Escharina woodiana (Busk, 1859)
Colonies are encrusting, multiserial, sheet-like, sometimes irregularly lobate. The ancestrula and early astogeny have not been described. Multiple basal pore chambers are visible ringing the zooids in abraded colonies, about 5 or 6 along each wall directly beneath the areolar pores.

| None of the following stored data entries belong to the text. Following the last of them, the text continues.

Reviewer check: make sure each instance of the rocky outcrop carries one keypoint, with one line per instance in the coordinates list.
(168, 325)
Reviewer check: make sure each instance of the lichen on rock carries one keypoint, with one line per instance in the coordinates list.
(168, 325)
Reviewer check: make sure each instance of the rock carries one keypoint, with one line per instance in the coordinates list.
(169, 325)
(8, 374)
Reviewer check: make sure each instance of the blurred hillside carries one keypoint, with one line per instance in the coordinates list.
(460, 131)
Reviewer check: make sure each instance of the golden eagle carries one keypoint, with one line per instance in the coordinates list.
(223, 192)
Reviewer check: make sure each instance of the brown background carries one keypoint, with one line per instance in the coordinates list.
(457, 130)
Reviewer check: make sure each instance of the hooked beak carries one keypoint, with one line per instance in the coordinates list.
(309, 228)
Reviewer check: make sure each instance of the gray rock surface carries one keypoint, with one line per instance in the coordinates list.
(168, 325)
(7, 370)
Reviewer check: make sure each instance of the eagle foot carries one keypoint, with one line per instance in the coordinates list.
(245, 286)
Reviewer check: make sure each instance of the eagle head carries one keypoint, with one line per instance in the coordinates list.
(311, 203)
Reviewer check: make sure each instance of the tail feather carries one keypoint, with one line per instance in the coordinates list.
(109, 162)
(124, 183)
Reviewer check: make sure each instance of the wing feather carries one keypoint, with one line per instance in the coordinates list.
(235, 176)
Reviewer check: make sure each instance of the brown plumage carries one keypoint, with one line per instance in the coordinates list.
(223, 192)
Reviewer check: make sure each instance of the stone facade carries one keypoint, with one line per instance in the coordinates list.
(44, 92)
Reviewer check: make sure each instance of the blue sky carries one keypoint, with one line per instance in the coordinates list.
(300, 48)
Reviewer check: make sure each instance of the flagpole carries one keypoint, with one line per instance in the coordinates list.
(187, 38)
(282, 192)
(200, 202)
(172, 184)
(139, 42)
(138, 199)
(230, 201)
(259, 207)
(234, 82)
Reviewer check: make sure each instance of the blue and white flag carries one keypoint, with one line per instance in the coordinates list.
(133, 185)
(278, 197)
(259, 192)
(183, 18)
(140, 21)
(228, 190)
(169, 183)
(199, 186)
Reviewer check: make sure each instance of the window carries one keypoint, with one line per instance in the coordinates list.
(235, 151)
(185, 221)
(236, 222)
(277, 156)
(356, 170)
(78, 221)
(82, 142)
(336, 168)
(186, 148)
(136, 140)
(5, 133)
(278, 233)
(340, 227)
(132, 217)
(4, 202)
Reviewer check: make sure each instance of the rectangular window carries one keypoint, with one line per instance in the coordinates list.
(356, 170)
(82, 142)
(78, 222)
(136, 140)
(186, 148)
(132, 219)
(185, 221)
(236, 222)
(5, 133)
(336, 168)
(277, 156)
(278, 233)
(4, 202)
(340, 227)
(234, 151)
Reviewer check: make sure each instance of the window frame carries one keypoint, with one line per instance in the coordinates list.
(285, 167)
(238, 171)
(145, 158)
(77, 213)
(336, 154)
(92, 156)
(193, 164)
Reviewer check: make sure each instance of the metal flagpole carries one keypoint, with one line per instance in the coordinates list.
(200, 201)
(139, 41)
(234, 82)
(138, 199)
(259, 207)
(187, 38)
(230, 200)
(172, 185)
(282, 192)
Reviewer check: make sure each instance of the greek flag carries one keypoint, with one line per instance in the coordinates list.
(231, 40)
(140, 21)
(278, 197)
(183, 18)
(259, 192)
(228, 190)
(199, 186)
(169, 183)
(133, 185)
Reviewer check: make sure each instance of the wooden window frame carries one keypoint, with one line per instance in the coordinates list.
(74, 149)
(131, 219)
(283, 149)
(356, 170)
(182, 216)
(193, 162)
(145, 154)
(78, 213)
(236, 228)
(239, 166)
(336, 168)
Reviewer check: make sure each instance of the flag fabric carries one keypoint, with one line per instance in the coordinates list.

Autozooids are elongated rhomboidal in outline shape, averaging about 0.55 mm long by 0.45 mm wide. The frontal shield is convex, covered by large nodules, and bordered by areolar pores but lacking pseudopores elsewhere on the surface. A raised mucro is present some distance proximally of the orifice, with a smooth area of frontal shield intervening between it and the orifice. The orifice is hemielliptical, wider than long, about 0.10 mm wide in non-ovicellate autozooids but 0.14 mm wide in ovicellate autozooids, with a small, broadly V-shaped sinus in the proximal edge. Oral spines generally number 6 in non-ovicellate autozooids but are lacking in ovicellate autozooids. An uncalcified window is present in the basal walls of the autozooids. The ovicell is globular, with an imperforate surface covered by nodules similar to those of the frontal shield.

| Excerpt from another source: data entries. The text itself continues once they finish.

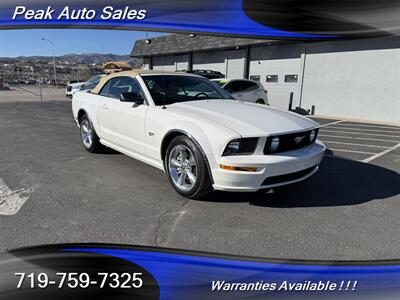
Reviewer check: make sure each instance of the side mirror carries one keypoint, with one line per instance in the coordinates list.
(131, 97)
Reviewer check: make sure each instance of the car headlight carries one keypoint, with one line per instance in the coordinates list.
(243, 146)
(274, 144)
(313, 135)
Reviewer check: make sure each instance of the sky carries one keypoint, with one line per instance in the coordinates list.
(27, 42)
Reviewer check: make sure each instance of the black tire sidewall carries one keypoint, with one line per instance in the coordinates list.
(94, 136)
(202, 171)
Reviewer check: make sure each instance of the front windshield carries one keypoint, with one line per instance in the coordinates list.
(169, 89)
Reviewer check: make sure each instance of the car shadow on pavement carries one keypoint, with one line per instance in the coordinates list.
(338, 182)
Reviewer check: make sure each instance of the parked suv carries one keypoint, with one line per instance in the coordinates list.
(244, 90)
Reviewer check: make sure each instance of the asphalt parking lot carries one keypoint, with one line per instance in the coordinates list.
(348, 210)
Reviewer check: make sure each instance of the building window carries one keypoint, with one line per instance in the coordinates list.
(255, 78)
(291, 78)
(272, 78)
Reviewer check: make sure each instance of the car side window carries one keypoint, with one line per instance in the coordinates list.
(105, 89)
(115, 86)
(248, 86)
(233, 87)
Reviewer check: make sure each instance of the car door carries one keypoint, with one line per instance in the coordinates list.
(123, 123)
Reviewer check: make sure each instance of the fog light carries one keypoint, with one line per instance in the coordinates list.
(274, 144)
(232, 168)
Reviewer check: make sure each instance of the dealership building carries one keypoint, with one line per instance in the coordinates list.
(354, 79)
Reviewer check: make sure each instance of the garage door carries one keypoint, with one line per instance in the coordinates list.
(164, 63)
(214, 60)
(279, 70)
(235, 61)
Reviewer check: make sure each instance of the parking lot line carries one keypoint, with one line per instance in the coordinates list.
(352, 151)
(369, 159)
(365, 125)
(362, 129)
(332, 123)
(354, 144)
(357, 138)
(351, 132)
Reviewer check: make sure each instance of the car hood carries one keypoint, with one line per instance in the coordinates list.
(246, 119)
(76, 85)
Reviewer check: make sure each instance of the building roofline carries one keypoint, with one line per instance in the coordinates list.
(175, 44)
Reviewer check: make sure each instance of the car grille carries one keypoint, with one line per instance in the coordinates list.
(288, 177)
(292, 141)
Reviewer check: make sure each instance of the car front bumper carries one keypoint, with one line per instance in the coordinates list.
(272, 170)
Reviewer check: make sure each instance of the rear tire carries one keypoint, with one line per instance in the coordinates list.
(89, 138)
(186, 168)
(260, 101)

Adventitious avicularia are paired either side of the orifice, small in size and represented by oval openings; the pivotal bar appears to be uncalcified.

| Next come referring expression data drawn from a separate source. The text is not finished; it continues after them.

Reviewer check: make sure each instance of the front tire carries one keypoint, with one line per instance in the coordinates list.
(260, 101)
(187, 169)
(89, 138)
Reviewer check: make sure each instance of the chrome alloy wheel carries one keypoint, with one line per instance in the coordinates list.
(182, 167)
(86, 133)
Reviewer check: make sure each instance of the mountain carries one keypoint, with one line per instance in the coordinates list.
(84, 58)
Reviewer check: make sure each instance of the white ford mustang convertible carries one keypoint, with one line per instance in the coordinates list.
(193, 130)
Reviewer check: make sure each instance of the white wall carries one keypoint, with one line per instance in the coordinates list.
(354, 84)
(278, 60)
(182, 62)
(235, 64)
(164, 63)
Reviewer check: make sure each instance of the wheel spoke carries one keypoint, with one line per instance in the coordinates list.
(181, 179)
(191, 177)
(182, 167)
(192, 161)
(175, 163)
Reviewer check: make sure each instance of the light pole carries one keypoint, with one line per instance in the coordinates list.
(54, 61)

This poorly known species of Escharina differs in several respects from the commoner Coralline Crag species E. milneana (Busk, 1859). Notably, E. woodiana has a small avicularium on each side of the orifice whereas E. milneana has a single, large avicularium proximolaterally of the orifice. In addition, the frontal shield possesses non-marginal pores and there is no mucro in E. milneana.
Pliocene, Late Zanclean–Early Piacenzian, Coralline Crag Formation, Suffolk, UK.